If you thought Mykita was a Japanese brand, you’re not alone. The brand actually hails from Berlin, Germany, and its name was inspired by a former daycare centre called Kita. Today, the name Mykita continues to represent the culture of curiosity and learning that continues to define the eyewear company.
The minimalist brand has become known over the years for its lightweight frames, use of innovative materials and fashion-forward designs that redefine luxury eyewear. We sat down with co-founder Mortiz Krueger in Hong Kong to chat about origami, collaborating with Maison Margiela and the brand's expansion into Asia.
What was the eyewear industry like when you first started?
Back in the '90s, fashion was very noisy and showy. Particularly with eyewear, there were hardly any brands where the product was the focus and the context was quiet.

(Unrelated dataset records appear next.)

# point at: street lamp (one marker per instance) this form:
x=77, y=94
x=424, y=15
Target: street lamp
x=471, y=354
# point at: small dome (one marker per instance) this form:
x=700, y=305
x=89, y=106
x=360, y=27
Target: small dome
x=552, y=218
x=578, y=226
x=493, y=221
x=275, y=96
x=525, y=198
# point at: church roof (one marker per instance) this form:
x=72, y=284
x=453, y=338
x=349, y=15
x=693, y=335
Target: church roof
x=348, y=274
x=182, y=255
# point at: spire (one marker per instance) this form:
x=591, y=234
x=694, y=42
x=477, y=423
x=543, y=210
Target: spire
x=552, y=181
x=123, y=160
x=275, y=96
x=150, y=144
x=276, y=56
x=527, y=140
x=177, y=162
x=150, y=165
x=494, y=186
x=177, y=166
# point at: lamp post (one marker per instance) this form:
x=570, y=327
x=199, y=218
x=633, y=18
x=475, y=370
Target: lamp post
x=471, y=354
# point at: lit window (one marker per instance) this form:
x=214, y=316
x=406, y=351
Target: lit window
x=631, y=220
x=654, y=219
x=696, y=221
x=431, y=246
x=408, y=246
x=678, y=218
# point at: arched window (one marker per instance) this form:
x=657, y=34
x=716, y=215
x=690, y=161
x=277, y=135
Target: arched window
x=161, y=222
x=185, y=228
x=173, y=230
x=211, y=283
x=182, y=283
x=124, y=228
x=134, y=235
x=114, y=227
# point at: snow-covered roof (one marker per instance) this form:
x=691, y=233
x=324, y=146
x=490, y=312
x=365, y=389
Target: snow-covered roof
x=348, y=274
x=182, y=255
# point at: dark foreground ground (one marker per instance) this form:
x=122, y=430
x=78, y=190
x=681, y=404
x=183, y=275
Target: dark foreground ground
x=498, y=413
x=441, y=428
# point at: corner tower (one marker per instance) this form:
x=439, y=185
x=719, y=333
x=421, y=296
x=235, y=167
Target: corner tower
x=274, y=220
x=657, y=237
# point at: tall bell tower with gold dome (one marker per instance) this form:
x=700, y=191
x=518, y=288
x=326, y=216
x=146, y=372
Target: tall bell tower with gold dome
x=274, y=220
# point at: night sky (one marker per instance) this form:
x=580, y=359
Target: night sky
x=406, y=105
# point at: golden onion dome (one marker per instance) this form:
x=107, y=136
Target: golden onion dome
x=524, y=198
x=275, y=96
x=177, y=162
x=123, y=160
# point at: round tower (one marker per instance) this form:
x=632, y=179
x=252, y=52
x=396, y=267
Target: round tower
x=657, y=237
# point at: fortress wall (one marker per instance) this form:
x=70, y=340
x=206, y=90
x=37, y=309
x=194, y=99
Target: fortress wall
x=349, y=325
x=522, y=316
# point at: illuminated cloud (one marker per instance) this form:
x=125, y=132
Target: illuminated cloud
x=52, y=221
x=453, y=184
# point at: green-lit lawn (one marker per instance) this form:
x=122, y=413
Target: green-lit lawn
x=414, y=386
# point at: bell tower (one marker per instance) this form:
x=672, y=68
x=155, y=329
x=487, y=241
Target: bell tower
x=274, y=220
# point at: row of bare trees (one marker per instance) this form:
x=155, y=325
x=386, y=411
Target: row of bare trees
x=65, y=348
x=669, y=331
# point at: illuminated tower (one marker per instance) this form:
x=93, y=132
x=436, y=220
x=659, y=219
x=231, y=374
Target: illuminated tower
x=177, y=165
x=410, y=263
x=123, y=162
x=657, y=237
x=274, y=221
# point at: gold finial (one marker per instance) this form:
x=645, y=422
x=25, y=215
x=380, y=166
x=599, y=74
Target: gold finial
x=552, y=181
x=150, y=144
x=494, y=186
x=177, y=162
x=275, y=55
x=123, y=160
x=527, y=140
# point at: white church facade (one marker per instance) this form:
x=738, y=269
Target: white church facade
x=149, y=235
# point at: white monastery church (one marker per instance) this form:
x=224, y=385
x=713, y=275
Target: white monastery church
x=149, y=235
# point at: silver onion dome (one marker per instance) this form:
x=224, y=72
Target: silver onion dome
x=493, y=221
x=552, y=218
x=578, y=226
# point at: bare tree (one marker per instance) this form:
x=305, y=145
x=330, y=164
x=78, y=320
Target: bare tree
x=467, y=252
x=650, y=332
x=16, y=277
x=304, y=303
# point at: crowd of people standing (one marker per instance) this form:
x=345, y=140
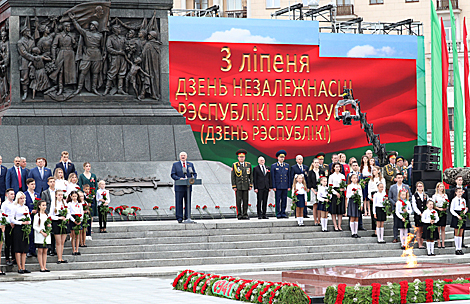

We started to play around with materials and landed on the idea of using stainless steel and the principles of origami to create the frame, and to leave the rest of the aesthetic simple. When we started, we went to an exhibition in Paris where there were 40 other brands. Now, there are almost 700 at the event. In the last 15 years, the market has grown exponentially.
Mykita has been known to take inspiration from other industries—what are those industries and how do they influence your designs?
Besides the lenses, the whole production of the frame has nothing to do with companies in the eyewear business. Sometimes I think we’re more in line with industrial or product design than fashion design. We go to medical exhibitions to find medical silicon or material tech and automotive industries to collect our materials. Most brands start with the look that they want to achieve then build the materials around it. We take the opposite route, with materials as our starting point.